In re Safeco Ins. Co. of America, Case No. 09-8027, 2009 WL 3380355 (7th Cir. Oct. 22, 2009)

We are delighted to bring to you, our smart, sexy CAFA aficionados, a Guest Post from Gabriel Crowson, a talented consumer class action defense lawyer with the Howrey firm in its Chicago office. Without further ado, heeere’s Gabe…


Avid CAFA followers are well aware that CAFA was signed into law more than four years ago in February 2005. And the law only covers class actions commenced on or after February 17, 2005. Pre-CAFA suits, however, can make it to the promised land of CAFA jurisdiction, if certain events happen in the case, such that a new action is “commenced” for purposes of CAFA. Given the passage of time since CAFA’s enactment, one would think that most pre-CAFA class actions would have naturally run their course by now and thus unable to reap the benefits of CAFA. Well, the Seventh Circuit’s recent decision in In re Safeco proves otherwise.

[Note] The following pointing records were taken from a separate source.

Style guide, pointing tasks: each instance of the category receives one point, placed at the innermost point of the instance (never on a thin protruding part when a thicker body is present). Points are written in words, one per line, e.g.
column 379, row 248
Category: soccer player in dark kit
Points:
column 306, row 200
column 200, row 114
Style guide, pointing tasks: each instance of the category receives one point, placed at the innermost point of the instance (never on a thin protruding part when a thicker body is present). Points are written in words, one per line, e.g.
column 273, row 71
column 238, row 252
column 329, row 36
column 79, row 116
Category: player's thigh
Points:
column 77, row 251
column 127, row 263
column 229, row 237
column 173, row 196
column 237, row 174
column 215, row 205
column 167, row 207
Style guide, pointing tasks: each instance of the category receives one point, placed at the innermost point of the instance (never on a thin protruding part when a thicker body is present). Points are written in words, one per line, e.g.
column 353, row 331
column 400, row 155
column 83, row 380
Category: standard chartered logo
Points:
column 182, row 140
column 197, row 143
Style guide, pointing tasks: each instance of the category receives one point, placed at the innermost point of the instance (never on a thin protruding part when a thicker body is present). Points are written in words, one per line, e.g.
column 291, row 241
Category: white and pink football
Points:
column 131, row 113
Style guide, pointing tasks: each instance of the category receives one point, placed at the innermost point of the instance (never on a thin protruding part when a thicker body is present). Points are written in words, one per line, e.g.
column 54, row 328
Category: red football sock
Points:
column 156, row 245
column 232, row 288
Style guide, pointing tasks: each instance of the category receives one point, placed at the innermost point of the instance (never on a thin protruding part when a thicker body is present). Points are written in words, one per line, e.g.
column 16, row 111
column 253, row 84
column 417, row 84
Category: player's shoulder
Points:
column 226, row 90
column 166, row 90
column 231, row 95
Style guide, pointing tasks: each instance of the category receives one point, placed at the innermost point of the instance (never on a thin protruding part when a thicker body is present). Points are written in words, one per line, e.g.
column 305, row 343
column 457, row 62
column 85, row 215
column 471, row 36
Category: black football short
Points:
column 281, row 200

Safeco involved a class action filed in Illinois state court, just a mere 7 days before CAFA became law. The plaintiff claimed that Safeco had used a computerized billing system to underpay claims under car insurance policies in breach of the insurance contracts. After four years of litigation, the state court granted the plaintiff’s motion for class certification and certified a 14-state class composed of consumers with Safeco insurance policies. 

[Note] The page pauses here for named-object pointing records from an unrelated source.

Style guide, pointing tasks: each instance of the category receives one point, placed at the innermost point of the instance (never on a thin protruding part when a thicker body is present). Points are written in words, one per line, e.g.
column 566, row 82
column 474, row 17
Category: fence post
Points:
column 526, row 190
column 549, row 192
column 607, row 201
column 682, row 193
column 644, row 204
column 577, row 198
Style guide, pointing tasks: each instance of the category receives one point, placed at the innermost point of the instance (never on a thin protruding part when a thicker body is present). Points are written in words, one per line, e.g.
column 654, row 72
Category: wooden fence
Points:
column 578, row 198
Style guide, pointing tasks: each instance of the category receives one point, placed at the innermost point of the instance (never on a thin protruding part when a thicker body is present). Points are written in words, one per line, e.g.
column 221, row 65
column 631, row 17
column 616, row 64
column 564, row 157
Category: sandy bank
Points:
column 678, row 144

Shortly after the class certification order, Safeco removed the case to federal court, arguing that the certification order commenced a new case for purposes of CAFA because it added new claims that did not relate back to the original complaint, citing Knudsen v. Liberty Mut. Ins. Co., 435 F.3d 755 (7th Cir. 2006) (“Knudsen II”) and Marshall v. H&R Block Tax Servs., 564 F.3d 826 (7th Cir. 2009). (Editors’ Note:  See the CAFA Law Blog analysis of Knudsen II posted on January 30, 2006 and the analysis of Marshall posted on July 3, 2009).  According to Safeco, the definition certified in the state court’s certification order expanded Safeco’s liability from what was alleged in the original complaint.

The district court granted the plaintiff’s motion for remand, but the Seventh Circuit granted Safeco’s request for a discretionary appeal. The Court noted that there was no dispute that CAFA’s minimal diversity jurisdictional requirements were satisfied, namely $5 million in controversy, at least 100 putative class members, and minimal diversity of citizenship. The determinative issue was whether CAFA was even applicable to the case, given that the plaintiff’s original suit was filed before CAFA became law. 

To that end, the Court confirmed that events occurring after the filing of a complaint can commence a new action under CAFA, such as the addition of a new party, a new claim for relief, or some other event that courts would treat as independent for limitations purposes. Applying this general rule, the Court concluded that the class definition did not add any new claims against Safeco, primarily because the claims related to the main transaction that was the subject of the suit, namely the computerized billing system. And the Court found that the original complaint put Safeco on notice that it would be liable for the adjustment of claims handled by that billing system, irrespective of which affiliate wrote the policies. The Court, thus, affirmed the district court’s decision to remand the case back to state court.

Even though the Seventh Circuit declined to allow CAFA jurisdiction in Safeco, the case reminds class action litigants that there are several events that occur in a class action that could give rise to CAFA removal. It may not always work, but the benefit of landing in CAFA land means that practitioners need to keep this arrow in their quiver.